Mayor KELLY. I am sure this committee will overcome that.

Senator CLARK. I do not think we can do it, but maybe next year something can be done.

The only other point I wanted to make, Mayor Kelly, was to explain to you why we are only going for 1 year on urban renewal. I am not sure we can get even that by the White House. But if we tried for the long-term program that you recommend we unquestionably would have a veto and cannot override the veto. So as a practical matter we have got to try to get what we can this year, on the theory that a quarter of a loaf is better than none, and hope for a long program later on.

Thank you, Mr. Chairman.

Senator SPARK MAN. Senator Bush?

Senator BUSH. No questions.

Senator SPARK MAN. Senator Muskie?

Senator MUSKIE. No questions.

Senator SPARK MAN. Senator Williams?

Senator WILLIAMS. I just wish to say it is always a pleasure and privilege to receive one of our mayors of our great State of New Jersey. I want to thank him.

Mayor KELLY. Thank you, sir.

Senator SPARK MAN. Thank you, Mayor. We enjoyed your appearance very much.

Now we will begin consideration of S. 3279, which is a bill introduced by Senator Williams, of New Jersey, and we will call on Senator Williams for the first statement.

STATEMENT OF HARRISON A. WILLIAMS, JR., U.S. SENATOR FROM THE STATE OF NEW JERSEY

Senator WILLIAMS. Thank you, Mr. Chairman. If I could, I would like to say a few things about S. 3279, which I have introduced with 12 other Senators, which would help State and local governments improve their metropolitan mass transportation services.

I have attempted to highlight the national implications of the urban transportation crisis that, to me, justify and require Federal action.
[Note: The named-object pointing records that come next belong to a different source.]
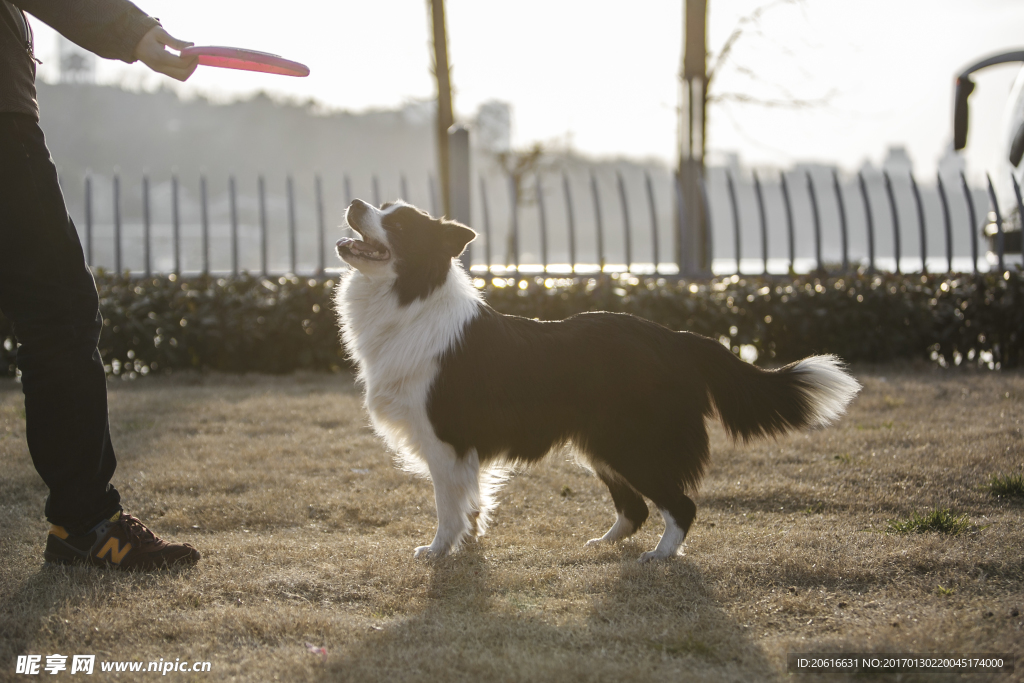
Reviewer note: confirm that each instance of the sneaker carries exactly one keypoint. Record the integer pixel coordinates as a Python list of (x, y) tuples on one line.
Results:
[(121, 543)]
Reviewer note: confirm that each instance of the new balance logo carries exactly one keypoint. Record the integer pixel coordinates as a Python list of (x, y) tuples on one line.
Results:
[(113, 546)]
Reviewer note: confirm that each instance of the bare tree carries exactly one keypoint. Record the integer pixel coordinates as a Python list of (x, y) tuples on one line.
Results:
[(696, 78)]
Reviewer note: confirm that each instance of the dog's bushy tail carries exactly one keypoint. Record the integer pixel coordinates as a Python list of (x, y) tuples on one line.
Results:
[(754, 402)]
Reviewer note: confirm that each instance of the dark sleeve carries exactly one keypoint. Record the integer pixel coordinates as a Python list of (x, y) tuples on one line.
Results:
[(112, 29)]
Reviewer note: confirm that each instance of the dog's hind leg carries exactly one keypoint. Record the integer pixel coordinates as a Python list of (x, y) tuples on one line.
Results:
[(457, 496), (677, 509), (677, 523), (629, 505)]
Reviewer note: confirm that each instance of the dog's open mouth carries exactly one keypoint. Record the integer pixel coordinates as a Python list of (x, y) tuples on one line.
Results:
[(371, 251)]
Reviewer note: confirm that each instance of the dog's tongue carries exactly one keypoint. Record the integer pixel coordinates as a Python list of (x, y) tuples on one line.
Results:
[(361, 247)]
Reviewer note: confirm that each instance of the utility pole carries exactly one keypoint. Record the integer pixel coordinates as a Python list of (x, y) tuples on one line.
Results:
[(444, 117), (693, 248)]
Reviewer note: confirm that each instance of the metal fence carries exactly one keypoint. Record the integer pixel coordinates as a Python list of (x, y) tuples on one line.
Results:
[(626, 220)]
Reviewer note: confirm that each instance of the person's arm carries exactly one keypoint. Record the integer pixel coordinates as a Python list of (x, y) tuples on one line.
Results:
[(115, 30)]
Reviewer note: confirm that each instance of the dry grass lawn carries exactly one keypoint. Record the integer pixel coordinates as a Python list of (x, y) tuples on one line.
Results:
[(307, 531)]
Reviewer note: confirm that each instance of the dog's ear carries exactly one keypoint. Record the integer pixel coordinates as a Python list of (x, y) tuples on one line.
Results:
[(455, 237)]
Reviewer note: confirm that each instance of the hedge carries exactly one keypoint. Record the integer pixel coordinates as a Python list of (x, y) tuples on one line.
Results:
[(279, 325)]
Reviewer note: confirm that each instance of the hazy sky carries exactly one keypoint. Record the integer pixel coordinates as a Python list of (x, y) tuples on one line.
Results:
[(601, 75)]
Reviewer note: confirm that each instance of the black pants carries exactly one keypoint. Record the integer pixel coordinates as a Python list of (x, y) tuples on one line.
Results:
[(47, 292)]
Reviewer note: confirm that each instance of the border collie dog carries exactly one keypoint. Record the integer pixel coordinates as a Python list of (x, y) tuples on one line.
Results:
[(462, 392)]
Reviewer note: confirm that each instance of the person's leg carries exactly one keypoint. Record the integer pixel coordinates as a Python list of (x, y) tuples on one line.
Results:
[(47, 292)]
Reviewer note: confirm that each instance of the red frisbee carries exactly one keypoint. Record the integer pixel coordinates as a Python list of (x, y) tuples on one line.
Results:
[(236, 57)]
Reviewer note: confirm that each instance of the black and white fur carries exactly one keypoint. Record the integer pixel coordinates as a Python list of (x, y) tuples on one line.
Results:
[(461, 392)]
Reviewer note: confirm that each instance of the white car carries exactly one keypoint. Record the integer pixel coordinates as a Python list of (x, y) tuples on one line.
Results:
[(1010, 180)]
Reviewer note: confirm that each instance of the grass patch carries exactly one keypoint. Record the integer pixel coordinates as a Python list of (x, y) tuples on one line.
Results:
[(307, 531), (942, 521), (1007, 485)]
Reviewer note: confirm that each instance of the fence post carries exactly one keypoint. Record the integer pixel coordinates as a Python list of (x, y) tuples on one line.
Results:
[(486, 223), (709, 241), (869, 221), (921, 223), (543, 215), (262, 226), (895, 216), (627, 228), (762, 223), (293, 250), (788, 223), (1020, 204), (175, 225), (999, 243), (730, 185), (973, 220), (146, 228), (88, 218), (842, 221), (321, 228), (570, 217), (514, 206), (597, 221), (460, 180), (117, 223), (432, 185), (947, 222), (205, 215), (232, 196), (653, 221), (816, 216)]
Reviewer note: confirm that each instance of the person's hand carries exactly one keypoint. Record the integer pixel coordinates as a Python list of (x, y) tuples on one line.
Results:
[(151, 52)]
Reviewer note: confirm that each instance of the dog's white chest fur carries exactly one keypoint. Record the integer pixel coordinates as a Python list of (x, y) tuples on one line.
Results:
[(396, 347)]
Frankly, it is difficult to understand how anyone can call this merely a local problem, as some people still seem to view it.

To me, there are so many justifications for Federal action, any one of which would be sufficient, that I can't help thinking of the story of the artillery captain who was called upon by his colonel to explain why his battery failed to fire a salute for a visiting foreign dignitary.

The Captain replied:

Sir, there are five reasons why we failed to fire. In the first place, there was no ammunition. * * *

Perhaps the first sufficient reason for Federal action to help solve the transportation crisis is because there are so many people whose daily lives are affected by it.
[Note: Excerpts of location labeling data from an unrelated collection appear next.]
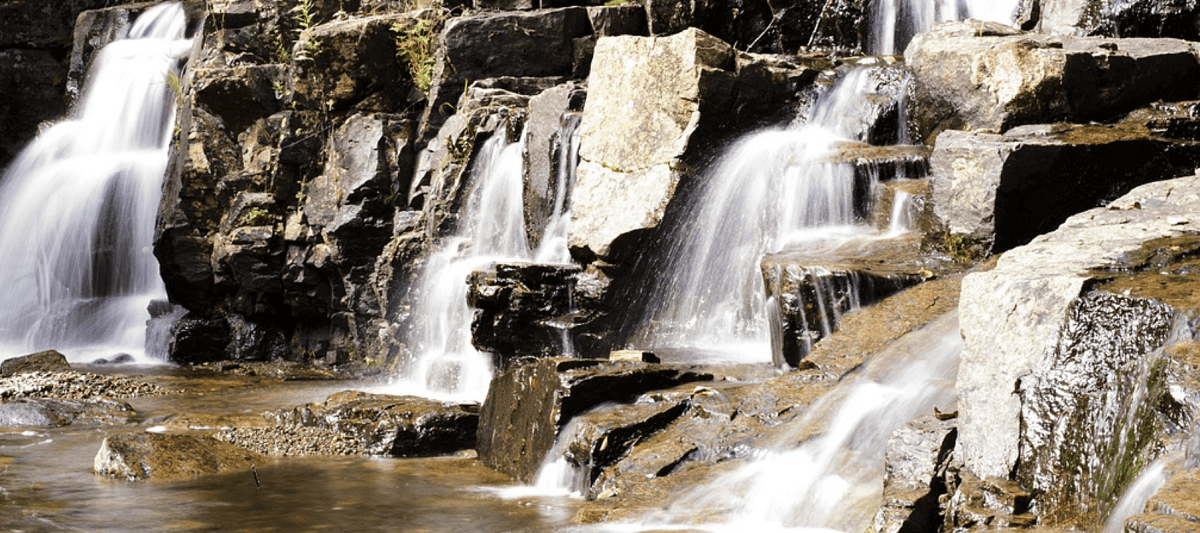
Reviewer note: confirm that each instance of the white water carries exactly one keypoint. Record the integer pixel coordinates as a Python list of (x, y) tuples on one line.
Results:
[(833, 480), (443, 363), (894, 22), (773, 190), (77, 207)]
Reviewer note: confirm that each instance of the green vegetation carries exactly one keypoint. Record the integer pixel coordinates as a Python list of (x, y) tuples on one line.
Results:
[(414, 46)]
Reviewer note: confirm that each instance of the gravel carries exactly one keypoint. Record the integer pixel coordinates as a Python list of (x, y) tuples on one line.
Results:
[(75, 385)]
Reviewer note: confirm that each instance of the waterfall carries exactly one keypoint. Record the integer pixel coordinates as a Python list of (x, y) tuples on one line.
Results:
[(833, 480), (78, 204), (443, 363), (772, 190), (895, 22)]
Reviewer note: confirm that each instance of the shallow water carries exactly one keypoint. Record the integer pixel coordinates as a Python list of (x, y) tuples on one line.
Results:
[(46, 480)]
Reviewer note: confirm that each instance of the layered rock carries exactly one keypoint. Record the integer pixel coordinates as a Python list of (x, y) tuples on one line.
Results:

As an associate professor of transportation at Hofstra College, Charles E. Stonier, recently wrote in the April 28th issue of Public Utilities Fortnightly:

In most instances the urban transit problem has been viewed as a local issue. Our concepts of Federal participation are based almost entirely on geographical acreage rather than numbers of people involved. Yet it is well known that more than 70 percent of our population lives in urban areas and that aid to this group could hardly be considered "local" in scope. In terms of sheer numbers of potential beneficiaries, Federal aid can be substantiated.

Another way of looking at it is to consider the fact that 53 of our 180 standard metropolitan areas either cross or border on State lines. The interstate character of the urban transportation problem has obviously outstripped the capacity of local jurisdictions alone to cope with it in these areas.

Commenting on this geographical fact, the American Enterprise Association here in Washington concluded that "metropolitan transportation problems have become a national problem."

The association went on to say, in a study it has made, that "the combination of highways and high-speed rail transit is necessary to serve the need of the metropolitan areas," and added that it may be necessary to spend public funds to keep the commuter railroads in operation. The Interstate Commerce Commission came out with an even stronger statement in support of Federal aid, in its report to the chairman of the full committee on this bill.

It said:

In our opinion, the provision of adequate mass transportation facilities is essential to continued healthy growth of large metropolitan areas, and ranks equally in importance with, and bears a close relationship to, the provision of adequate housing. Considering the Federal aid which has been and is being given in the housing field, we see no reason why similar aid should not be given to mass transportation.